Positive Lyapunov exponents indicate chaos (or a diverging model) and
are colored black.
Order parameter. Each possible periodic sequence yields a two
dimensional space to explore. The Order parameter selects a sequence.
The default value 0 represents the sequence ab which alternates between
the two values of the growth parameter. On the screen, the a values run
vertically and the b values run horizontally. Here is how to calculate
the space parameter for any desired sequence. Take your sequence of a's
and b's and arrange it so that it starts with at least 2 a's and ends
with a b. It may be necessary to rotate the sequence or swap a's and
b's. Strike the first a and the last b off the list and replace each
remaining a with a 1 and each remaining b with a zero. Interpret this
as a binary number and convert it into decimal.
An Example. I like sonnets. A sonnet is a poem with fourteen lines
that has the following rhyming sequence: abba abba abab cc. Ignoring
the rhyming couplet at the end, let's calculate the Order parameter for
this pattern.
abbaabbaabab doesn't start with at least 2 a's
aabbaabababb rotate it
1001101010 drop the first and last, replace with 0's and 1's
512+64+32+8+2 = 618
An Order parameter of 618 gives the Lyapunov equivalent of a sonnet.
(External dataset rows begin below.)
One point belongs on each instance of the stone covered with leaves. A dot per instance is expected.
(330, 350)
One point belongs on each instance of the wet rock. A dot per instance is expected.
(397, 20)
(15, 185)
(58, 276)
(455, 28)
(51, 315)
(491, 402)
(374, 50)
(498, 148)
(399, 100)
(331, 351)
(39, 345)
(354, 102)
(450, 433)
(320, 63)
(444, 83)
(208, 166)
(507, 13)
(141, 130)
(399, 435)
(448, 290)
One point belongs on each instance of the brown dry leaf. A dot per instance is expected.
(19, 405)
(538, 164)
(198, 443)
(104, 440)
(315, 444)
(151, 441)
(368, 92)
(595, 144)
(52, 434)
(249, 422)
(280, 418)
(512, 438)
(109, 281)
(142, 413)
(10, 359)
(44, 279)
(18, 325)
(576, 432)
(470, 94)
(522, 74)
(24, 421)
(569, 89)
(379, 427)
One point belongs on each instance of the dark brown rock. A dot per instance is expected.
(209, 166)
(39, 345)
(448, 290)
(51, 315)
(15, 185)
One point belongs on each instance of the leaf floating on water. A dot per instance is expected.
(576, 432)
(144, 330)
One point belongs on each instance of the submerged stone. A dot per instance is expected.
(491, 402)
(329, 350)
"How do I make thee? Let me count the ways..."
Population Seed. When two parts of a Lyapunov overlap, which spike
overlaps which is strongly dependent on the initial value of the
population model. Any changes from using a different starting value
between 0 and 1 may be subtle. The values 0 and 1 are interpreted in a
special manner. A Seed of 1 will choose a random number between 0 and 1
at the start of each pixel. A Seed of 0 will suppress resetting the seed
value between pixels unless the population model diverges in which case
a random seed will be used on the next pixel.
Filter Cycles. Like the Bifurcation model, the Lyapunov allow you to
set the number of cycles that will be run to allow the model to approach
equilibrium before the lyapunov exponent calculation is begun. The
default value of 0 uses one half of the iterations before beginning the
calculation of the exponent.
Reference. A.K. Dewdney, Mathematical Recreations, Scientific American,
Sept. 1991